Monday, October 10, 2011

Back to Dyeing

In pursuit of a design, I have used some of my old naturally dyed silk to play around with some machine embroidery.  I only had relatively small pieces left but that was fine for the design I have been working on in the last few days.
However, I decided that I might want some larger pieces and, as I had some undyed silk that I bought about a year ago, and some pieces I got on the remnant table at an expensive silk shop recently, I decided to do some natural dyeing.
I had also picked up some bark while walking at Yarra Bend recently, so the dyeing has been in the back of my mind for a while, obviously. I don't know what the trees were that I got the bark from, they had thick, stringy bark that looked like it would give good colour.
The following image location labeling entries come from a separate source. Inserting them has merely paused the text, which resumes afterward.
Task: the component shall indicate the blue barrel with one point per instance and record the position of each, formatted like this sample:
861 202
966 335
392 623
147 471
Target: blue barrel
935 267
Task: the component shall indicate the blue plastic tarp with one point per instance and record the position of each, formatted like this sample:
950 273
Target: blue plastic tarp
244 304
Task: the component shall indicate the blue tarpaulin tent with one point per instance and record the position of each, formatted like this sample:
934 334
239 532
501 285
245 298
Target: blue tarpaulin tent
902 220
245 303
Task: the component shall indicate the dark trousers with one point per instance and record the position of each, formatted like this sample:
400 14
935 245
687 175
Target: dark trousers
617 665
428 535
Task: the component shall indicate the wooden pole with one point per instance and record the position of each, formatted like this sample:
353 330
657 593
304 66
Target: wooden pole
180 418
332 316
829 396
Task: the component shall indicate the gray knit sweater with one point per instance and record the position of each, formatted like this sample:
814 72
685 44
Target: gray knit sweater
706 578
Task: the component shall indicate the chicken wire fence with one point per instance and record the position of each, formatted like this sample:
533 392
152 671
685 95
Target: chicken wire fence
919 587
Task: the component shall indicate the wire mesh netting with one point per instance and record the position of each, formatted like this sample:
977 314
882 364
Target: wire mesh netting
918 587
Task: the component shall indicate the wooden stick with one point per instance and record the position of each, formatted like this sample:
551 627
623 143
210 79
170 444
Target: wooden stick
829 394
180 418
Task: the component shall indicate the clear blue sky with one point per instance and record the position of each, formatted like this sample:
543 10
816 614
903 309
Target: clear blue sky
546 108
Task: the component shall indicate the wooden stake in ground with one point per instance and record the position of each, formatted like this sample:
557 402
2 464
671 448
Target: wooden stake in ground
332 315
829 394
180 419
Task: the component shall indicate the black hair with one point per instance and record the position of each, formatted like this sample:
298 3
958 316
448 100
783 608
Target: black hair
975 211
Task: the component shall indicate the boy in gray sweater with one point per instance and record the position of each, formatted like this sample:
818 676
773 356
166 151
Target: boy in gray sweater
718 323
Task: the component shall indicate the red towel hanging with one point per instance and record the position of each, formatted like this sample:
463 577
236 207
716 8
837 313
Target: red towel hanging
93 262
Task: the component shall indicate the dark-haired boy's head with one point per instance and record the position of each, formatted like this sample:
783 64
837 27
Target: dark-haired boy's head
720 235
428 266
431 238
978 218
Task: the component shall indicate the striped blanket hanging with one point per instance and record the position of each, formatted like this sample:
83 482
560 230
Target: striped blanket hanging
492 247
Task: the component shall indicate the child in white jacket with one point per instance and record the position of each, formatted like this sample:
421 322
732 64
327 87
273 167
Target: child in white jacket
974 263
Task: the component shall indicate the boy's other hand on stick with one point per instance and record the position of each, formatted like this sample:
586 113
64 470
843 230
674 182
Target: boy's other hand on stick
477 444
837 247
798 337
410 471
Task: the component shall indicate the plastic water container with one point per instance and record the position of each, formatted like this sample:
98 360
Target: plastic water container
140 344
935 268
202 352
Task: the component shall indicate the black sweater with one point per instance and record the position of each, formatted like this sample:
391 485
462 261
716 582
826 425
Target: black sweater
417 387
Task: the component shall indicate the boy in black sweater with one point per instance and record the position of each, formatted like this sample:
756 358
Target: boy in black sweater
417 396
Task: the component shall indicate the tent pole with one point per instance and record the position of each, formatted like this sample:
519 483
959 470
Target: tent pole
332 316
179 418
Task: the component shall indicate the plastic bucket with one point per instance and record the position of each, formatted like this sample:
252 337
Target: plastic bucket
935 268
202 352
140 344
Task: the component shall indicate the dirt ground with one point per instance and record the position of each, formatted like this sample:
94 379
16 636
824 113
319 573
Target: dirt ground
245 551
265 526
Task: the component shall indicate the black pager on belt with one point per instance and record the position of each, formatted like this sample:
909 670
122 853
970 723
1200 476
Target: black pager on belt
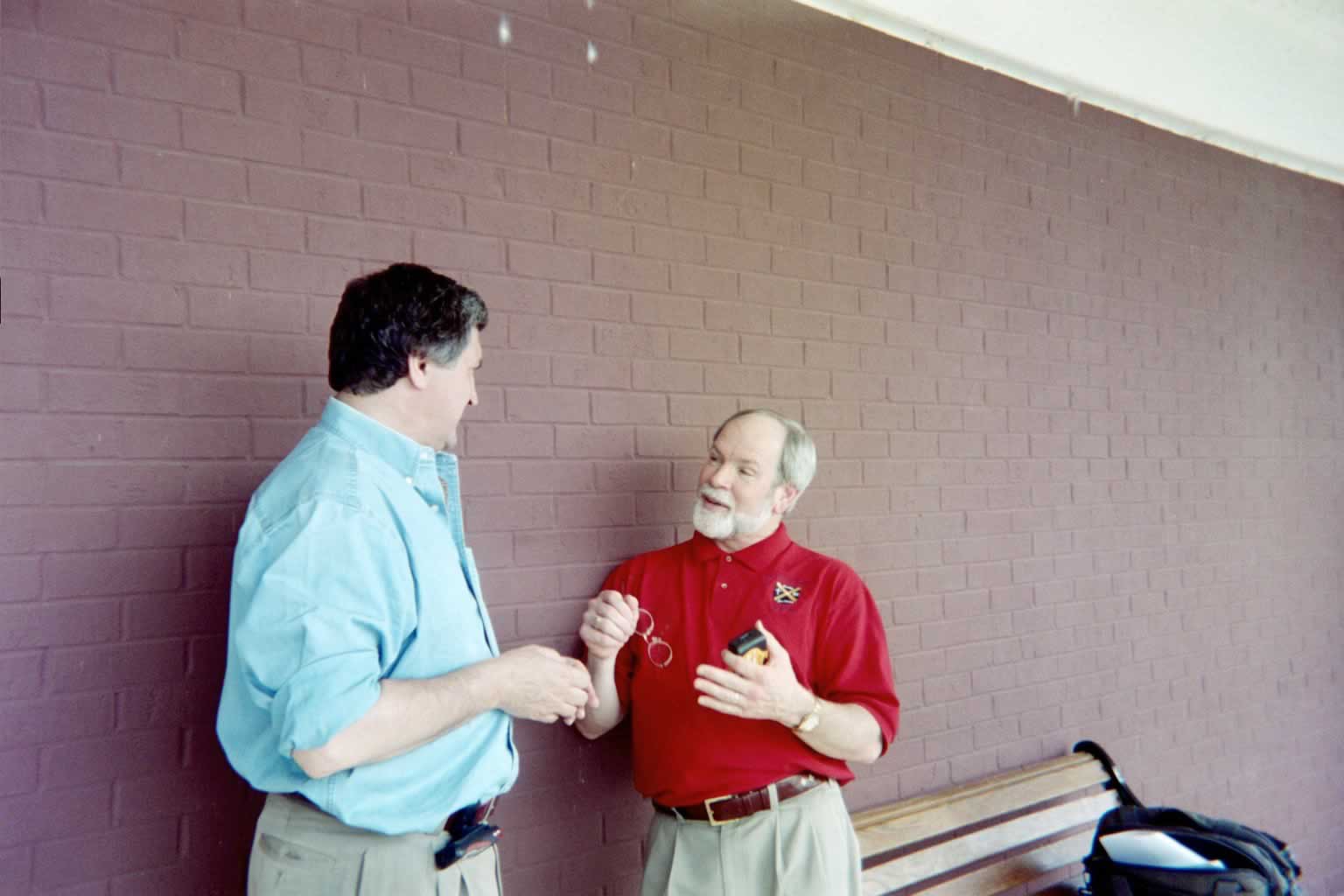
750 645
466 843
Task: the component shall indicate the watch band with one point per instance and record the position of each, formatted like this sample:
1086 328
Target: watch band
810 719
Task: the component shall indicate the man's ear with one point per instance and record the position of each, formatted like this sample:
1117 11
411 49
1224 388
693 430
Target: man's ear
416 369
785 499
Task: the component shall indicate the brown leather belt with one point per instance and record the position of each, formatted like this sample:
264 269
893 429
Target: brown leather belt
734 806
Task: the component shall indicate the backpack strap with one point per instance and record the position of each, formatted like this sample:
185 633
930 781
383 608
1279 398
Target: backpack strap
1117 780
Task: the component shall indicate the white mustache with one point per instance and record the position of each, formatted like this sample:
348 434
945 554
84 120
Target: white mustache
719 496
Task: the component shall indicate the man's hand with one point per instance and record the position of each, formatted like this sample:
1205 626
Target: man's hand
752 690
538 684
608 624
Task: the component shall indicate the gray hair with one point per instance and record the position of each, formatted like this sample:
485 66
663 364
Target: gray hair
797 457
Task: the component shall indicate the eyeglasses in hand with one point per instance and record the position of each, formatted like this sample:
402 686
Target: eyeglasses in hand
659 650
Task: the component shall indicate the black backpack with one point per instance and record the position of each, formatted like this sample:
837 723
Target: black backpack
1256 864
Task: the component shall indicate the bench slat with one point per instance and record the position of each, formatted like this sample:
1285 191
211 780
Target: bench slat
924 817
985 843
1013 872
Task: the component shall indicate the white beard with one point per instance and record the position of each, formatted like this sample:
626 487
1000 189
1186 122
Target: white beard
719 524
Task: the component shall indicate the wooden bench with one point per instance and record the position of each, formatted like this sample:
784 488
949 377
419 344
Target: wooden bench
1023 830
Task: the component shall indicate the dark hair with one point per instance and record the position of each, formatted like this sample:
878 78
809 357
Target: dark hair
390 315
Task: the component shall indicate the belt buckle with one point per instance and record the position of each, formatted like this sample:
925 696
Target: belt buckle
709 810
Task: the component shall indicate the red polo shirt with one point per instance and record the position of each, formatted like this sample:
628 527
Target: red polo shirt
702 598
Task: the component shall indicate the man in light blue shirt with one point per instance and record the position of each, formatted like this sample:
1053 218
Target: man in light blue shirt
365 690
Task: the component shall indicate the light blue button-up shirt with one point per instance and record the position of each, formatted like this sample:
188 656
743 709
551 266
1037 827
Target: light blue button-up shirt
353 567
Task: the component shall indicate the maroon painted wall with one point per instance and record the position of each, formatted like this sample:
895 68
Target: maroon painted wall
1077 384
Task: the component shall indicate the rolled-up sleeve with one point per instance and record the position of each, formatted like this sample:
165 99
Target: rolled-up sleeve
331 612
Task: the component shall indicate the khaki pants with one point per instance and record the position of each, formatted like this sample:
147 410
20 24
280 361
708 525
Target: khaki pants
805 846
301 850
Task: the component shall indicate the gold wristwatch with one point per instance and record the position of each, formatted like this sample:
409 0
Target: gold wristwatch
812 719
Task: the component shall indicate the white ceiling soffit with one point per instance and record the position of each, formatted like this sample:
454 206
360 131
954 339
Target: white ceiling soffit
1264 78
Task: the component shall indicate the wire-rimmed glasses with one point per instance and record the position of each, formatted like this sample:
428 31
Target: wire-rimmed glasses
659 650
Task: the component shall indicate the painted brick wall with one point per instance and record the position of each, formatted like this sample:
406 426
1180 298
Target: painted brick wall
1077 386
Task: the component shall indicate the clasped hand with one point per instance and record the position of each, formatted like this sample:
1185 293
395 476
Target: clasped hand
609 621
542 685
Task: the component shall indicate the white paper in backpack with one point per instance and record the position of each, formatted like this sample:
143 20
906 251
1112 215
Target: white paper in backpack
1156 850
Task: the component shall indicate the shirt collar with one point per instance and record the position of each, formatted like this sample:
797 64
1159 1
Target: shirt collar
759 556
399 452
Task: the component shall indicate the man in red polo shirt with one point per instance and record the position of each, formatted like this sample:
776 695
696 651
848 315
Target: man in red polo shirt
744 760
This weekend I decided to do something about it - finally.  I found some old bark that I must have collected about a year ago, lemon scented eucalyptus. I wasn't sure if having had it lie around for so long would be good or bad - I'm still not sure as it worked well but, who knows, it may have worked better if I had used it closer to the time I collected it.  Or, it may have worked well as it has been dry all that time and perhaps it was getting more intense.
Using very old lemon scented bark.  
I then used the bark that I collected recently, not knowing if the rain we have been having much more consistently this year would affect it, make it less strong.  That worked well too.  So I am a happy little vegemite at present.

As you can see, one of the fabrics was obviously not 100% silk, the weft stayed white.


It is amazing how different sorts of silk fabric take the colour up, some were very dark while others were more muted.

Being a not very precise dyer, I just put the bark in some water, boiled it up with the silk in it and let it simmer for an hour or so.  Then I let it all cool down overnight and washed the silk out in the morning.

There was quite a lot of good looking dye bath left.  I couldn't just throw it out, so in went some more silk, some mordant and I heated it up for another hour.  There is still more dye bath left, lots more dyeing to do soon.

The recent bark dye with ferrous sulphate added.

All of these were from the recent bark, some with mordant, some with none.


This one had copper sulphate added.
To top it all off, I still had a piece of tissue silk not used and some leftover dyebath with the ferrous sulphate, so I did a cold soak for an hour.  

Now all I have to do is come up with a design that will use a lot of these fabrics, otherwise I have been having a very expensive play for no good reason.